Before the conference officially began; before badges were printed, rooms filled, and schedules took over; there were the gatherings that don’t always get remembered in formal recaps. The dinners. The informal meet-ups. The quiet moments where people showed up without an agenda, without a microphone, without needing to perform anything other than being present.
It was in those early spaces that something inside me shifted.
I met other local folks; people who lived in the same region, breathed the same political air, navigated the same cultural fault lines, who I might never have crossed paths with otherwise. Activists, organizers, volunteers, professionals, community members whose work didn’t always overlap with mine, but whose commitments absolutely did.

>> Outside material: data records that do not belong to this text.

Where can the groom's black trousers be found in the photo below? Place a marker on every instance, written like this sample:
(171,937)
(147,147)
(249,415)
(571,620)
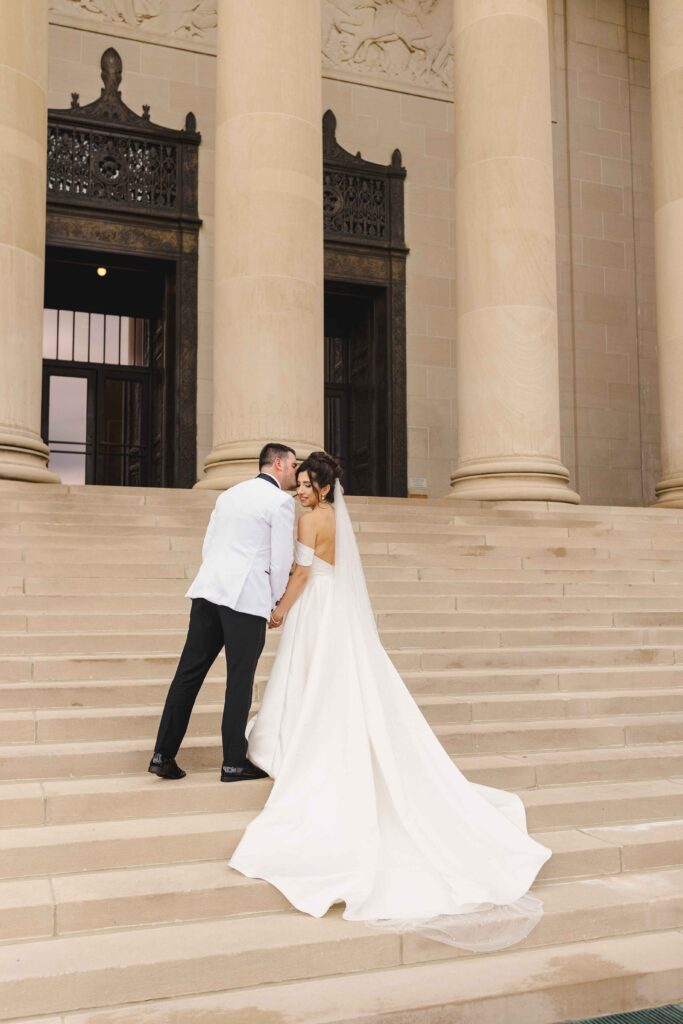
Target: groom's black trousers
(211,628)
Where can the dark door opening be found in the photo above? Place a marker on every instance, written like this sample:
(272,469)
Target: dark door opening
(105,355)
(356,429)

What surprised me most was meeting the national leaders of the Task Force. I had expected distance, polish, celebrity. What I found instead were genuine members of the LGBTQ community… authentic, grounded, human. People who wake up every day doing this work, absorbing the blows, building strategy, and carrying a fight I had been so afraid I was carrying alone.
By the time the conference doors officially opened, something fundamental had already changed. I was no longer walking in braced for disappointment. I was walking in accompanied.
The lobby of the Washington Hilton came alive with a DC go-go band, drums echoing through marble and glass, joy demanding space. I watched the exhibition hall take shape as vendors, nonprofits, local organizations, and national media arrived with rainbows and banners—reaffirming their commitment at a time when it often felt we were losing corporate allies for political convenience.
People arrived from all fifty states, Puerto Rico, and several countries beyond. They represented college campuses, Pride programs, faith-based queer organizations, healthcare providers, mental health professionals, political researchers, campaign managers, and so much more. For the first time since WorldPride, I felt the community exhale. For five days, we were safe. We could preach to the choir. We could regroup.
The programming covered everything, sexual health, trauma recovery, protecting trans youth, countering the weaponization of faith, preparing for legislative attacks, data and polling studies. There were caucuses for nearly every identity and experience. And there were moments that slowed us down… an Indigenous ceremony, asking permission to gather on stolen land.
We were also in mourning.
Renée Nicole Good was a lesbian with a wife. She was family to those of us at Creating Change. Her killing by ICE agents in Minneapolis was not abstract. It was spoken about in hallways and held in silence. It was a reminder that the violence was real, and the war had barely begun.
We knew the first year of this administration was not the apex… it was the opening shots. But we were better prepared now. We would not be caught flat-footed again. We were ready to fight. And we were ready to win.
This is where I want to end, with gratitude.
Thank you to the National LGBTQ Task Force for trusting me and allowing me to be a small part of something so impactful. Thank you to Washington, DC, and the Mayor’s Office of LGBTQ Affairs for keeping this city a safe space. Thank you to everyone who showed up and refused to be scared away.
I came into this skeptical and expecting disappointment. I found none. This was real. It was authentic. It was important. It was big. I was there. I learned I was not alone. I didn’t have to fight this war by myself. I got to be me. I got to feel love.
For that, I will always be grateful.